I think people say this because some problems stick out like a sore thumb and stay that way for months if not years. The line of inference is that there must be no incentive inside the company to fix them.
Isn't this just the software engineering equivalent of the fundamental attribution problem? My backlog is long because I have important stuff(TM) to address, whereas their backlog is sign of dysfunction.
> I don't understand why people say things they know nothing about.

Well, in all honesty I wonder how this exact same thing when reading the "answers".

I'm having visuals of someone repeatedly trying to throw something and missing the wall entirely.

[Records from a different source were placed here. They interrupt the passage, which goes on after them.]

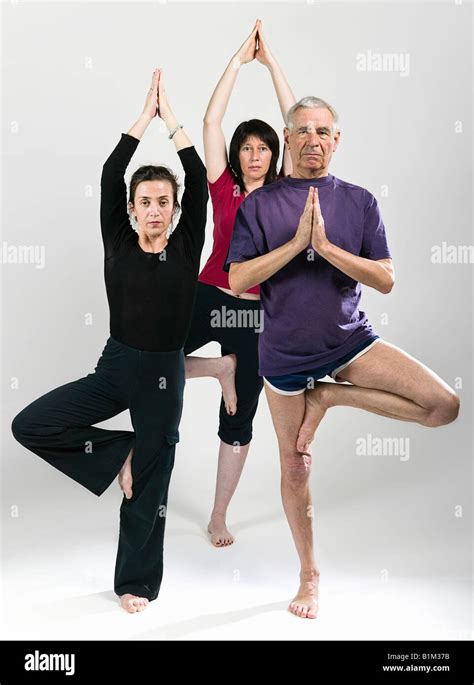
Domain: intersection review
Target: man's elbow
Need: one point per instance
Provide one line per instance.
(234, 281)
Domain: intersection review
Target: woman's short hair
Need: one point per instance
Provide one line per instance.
(267, 134)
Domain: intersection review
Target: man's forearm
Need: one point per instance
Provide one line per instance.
(245, 275)
(369, 272)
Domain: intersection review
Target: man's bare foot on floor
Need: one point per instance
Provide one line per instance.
(305, 604)
(219, 535)
(133, 603)
(226, 377)
(316, 406)
(125, 476)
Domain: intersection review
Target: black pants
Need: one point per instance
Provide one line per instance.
(59, 428)
(239, 339)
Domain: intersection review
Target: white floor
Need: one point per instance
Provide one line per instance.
(395, 558)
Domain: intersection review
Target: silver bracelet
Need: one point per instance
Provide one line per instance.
(174, 130)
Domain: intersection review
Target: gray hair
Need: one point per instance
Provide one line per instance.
(311, 102)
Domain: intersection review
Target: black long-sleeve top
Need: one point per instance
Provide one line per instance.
(151, 296)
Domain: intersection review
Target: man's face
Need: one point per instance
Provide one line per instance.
(311, 142)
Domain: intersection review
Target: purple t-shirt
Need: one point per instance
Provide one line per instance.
(310, 308)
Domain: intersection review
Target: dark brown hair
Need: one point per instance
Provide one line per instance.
(154, 173)
(259, 129)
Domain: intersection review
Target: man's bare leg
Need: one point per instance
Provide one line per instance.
(287, 414)
(386, 381)
(222, 368)
(229, 469)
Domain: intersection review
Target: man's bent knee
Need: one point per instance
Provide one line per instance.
(295, 470)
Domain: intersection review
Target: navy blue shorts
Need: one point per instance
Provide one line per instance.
(297, 383)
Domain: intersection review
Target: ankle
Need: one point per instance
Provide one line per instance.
(218, 516)
(309, 574)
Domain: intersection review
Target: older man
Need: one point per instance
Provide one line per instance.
(311, 240)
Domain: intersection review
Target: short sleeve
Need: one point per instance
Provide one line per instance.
(374, 241)
(248, 239)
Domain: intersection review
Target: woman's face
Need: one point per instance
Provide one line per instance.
(153, 207)
(255, 157)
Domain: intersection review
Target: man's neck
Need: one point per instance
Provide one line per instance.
(308, 175)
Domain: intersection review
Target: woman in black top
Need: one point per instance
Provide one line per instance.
(151, 278)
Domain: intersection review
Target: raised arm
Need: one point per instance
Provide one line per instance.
(192, 223)
(114, 218)
(286, 98)
(215, 150)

Lets examine the original product implemented in wetware:

http://answers.google.com/answers/index.html

> "At the bottom of every question page we provide a link to answers-support@google.com. We encourage you to use this link whenever you see questionable content posted to the site. In your email, please provide information about the question, its ID number, and the reason you find the content questionable."

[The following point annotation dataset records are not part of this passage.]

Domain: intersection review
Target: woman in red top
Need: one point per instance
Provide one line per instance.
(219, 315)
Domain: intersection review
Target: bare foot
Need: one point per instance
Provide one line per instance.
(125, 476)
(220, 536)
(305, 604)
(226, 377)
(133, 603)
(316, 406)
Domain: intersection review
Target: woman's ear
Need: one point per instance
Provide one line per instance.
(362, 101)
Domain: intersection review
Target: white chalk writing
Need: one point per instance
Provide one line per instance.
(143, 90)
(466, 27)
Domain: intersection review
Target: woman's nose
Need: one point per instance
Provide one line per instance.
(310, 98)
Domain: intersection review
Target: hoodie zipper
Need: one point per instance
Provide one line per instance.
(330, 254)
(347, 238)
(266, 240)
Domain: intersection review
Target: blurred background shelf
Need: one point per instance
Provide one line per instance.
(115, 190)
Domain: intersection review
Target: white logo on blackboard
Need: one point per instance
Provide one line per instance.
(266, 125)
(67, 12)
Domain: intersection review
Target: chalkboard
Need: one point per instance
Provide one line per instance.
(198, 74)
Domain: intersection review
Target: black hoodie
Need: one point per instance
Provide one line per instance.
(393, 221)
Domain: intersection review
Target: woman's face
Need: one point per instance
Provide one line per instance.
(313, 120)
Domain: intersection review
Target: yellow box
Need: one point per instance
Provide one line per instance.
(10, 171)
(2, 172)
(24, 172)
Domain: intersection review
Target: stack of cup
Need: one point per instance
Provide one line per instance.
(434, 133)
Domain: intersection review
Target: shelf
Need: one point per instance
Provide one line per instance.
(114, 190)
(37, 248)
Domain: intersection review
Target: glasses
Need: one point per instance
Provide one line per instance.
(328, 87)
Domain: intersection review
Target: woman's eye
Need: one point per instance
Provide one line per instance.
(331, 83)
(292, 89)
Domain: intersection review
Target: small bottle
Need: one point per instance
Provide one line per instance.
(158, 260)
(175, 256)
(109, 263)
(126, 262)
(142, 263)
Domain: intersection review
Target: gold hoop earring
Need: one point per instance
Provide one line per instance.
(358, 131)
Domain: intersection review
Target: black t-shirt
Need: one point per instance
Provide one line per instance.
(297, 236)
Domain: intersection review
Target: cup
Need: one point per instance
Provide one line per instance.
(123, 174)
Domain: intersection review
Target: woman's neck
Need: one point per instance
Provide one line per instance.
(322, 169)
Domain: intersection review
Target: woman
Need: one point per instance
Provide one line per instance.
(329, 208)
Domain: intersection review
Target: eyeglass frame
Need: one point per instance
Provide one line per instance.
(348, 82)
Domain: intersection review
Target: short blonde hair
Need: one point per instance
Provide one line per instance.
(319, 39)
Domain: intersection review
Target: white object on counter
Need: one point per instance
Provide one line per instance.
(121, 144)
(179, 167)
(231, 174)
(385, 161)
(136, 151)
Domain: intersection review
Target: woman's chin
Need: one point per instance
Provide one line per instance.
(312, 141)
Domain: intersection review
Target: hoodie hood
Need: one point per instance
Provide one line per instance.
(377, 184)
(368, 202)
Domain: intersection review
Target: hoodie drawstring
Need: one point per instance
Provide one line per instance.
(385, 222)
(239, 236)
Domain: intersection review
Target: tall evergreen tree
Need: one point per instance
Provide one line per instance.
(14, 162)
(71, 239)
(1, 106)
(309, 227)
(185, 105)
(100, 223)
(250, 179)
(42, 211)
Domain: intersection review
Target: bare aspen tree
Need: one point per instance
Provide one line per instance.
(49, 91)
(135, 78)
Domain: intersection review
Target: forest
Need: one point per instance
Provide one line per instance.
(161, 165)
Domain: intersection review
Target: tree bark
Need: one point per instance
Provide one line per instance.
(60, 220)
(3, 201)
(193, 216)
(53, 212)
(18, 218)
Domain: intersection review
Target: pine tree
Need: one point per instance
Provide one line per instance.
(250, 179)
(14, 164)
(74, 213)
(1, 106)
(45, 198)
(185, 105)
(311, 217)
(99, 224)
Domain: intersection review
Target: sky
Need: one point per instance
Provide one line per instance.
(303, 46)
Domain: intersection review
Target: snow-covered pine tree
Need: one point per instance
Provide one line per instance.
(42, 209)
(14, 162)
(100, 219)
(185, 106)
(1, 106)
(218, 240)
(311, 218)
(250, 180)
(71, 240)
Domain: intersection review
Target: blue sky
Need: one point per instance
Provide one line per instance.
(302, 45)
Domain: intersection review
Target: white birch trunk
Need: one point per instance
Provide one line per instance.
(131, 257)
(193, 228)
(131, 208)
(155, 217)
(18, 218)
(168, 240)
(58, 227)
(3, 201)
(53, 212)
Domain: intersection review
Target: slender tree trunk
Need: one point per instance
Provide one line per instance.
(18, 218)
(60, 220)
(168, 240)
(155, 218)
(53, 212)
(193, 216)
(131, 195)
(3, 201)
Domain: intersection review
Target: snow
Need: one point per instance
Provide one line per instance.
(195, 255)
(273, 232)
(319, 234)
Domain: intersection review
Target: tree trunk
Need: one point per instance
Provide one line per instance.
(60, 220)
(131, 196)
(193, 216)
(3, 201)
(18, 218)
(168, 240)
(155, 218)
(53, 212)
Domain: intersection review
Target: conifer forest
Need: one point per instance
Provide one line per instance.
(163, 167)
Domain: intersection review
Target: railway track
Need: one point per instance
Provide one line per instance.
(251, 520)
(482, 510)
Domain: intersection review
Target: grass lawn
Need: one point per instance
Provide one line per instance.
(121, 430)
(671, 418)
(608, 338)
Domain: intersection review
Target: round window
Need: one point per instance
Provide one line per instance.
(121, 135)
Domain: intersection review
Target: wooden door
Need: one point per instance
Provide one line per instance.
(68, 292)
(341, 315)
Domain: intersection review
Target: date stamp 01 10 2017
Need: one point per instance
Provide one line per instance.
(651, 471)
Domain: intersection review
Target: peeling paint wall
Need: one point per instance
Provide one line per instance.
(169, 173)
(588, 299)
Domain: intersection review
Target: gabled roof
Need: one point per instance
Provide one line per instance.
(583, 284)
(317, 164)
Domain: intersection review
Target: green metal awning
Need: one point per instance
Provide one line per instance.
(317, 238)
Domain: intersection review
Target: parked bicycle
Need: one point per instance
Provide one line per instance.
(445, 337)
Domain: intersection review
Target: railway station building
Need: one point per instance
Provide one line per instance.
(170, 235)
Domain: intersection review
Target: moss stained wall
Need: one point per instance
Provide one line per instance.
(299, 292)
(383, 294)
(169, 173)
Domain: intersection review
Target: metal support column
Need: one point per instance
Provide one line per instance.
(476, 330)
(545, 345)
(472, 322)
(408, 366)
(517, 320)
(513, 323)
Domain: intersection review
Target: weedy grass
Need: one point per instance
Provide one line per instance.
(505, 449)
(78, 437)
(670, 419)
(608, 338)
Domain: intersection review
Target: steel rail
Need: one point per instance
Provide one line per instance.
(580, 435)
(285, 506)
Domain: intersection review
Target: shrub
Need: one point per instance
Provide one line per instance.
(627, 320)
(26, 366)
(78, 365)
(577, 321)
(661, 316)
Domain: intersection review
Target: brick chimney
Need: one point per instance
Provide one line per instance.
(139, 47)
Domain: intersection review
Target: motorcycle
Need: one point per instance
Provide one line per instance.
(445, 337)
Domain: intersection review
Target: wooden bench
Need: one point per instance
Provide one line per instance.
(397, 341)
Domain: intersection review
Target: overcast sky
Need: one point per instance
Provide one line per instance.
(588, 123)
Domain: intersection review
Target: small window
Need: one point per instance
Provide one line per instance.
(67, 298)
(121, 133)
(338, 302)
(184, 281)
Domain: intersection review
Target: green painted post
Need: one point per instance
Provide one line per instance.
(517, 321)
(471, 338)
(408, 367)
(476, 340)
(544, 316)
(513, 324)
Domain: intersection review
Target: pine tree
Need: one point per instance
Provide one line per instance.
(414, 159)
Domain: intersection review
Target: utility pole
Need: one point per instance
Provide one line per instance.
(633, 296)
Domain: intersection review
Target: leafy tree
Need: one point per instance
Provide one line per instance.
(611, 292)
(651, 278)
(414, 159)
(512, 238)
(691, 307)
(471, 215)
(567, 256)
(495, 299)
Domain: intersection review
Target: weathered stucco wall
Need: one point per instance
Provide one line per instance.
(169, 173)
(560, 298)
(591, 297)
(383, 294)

This one went through the wall!

You have no further questions.

And yet despite all of those people, the quality is bad and seems to get worse. A startup seems to be outcompeting them.

Sometimes industries or teams have effectively negative value, or their preconceived notions about how something works based on teachings from their field is wrong. This is the case for chiropractors (the whole field is useless / a net negative), vs back doctors.

We see this happening today with Google moving away from traditional and high quality techniques like direct keyword ranking, bm25, and pagerank and move towards lower quality methods based on hype such as BERT/other "semantic search" based on LMs, query rewriting, and using these dense vectors directly in pagerank (and this degrading it).

The amazing power of language models in certain domains (text generation) has unfortunately caused a proliferation of them in a place where they are still pretty bad (information retrieval and search).

Google is full of search chiropractors when they need search back doctors.

Instant answers is terrible, its someone’s interpretation of something rather then letter me decide.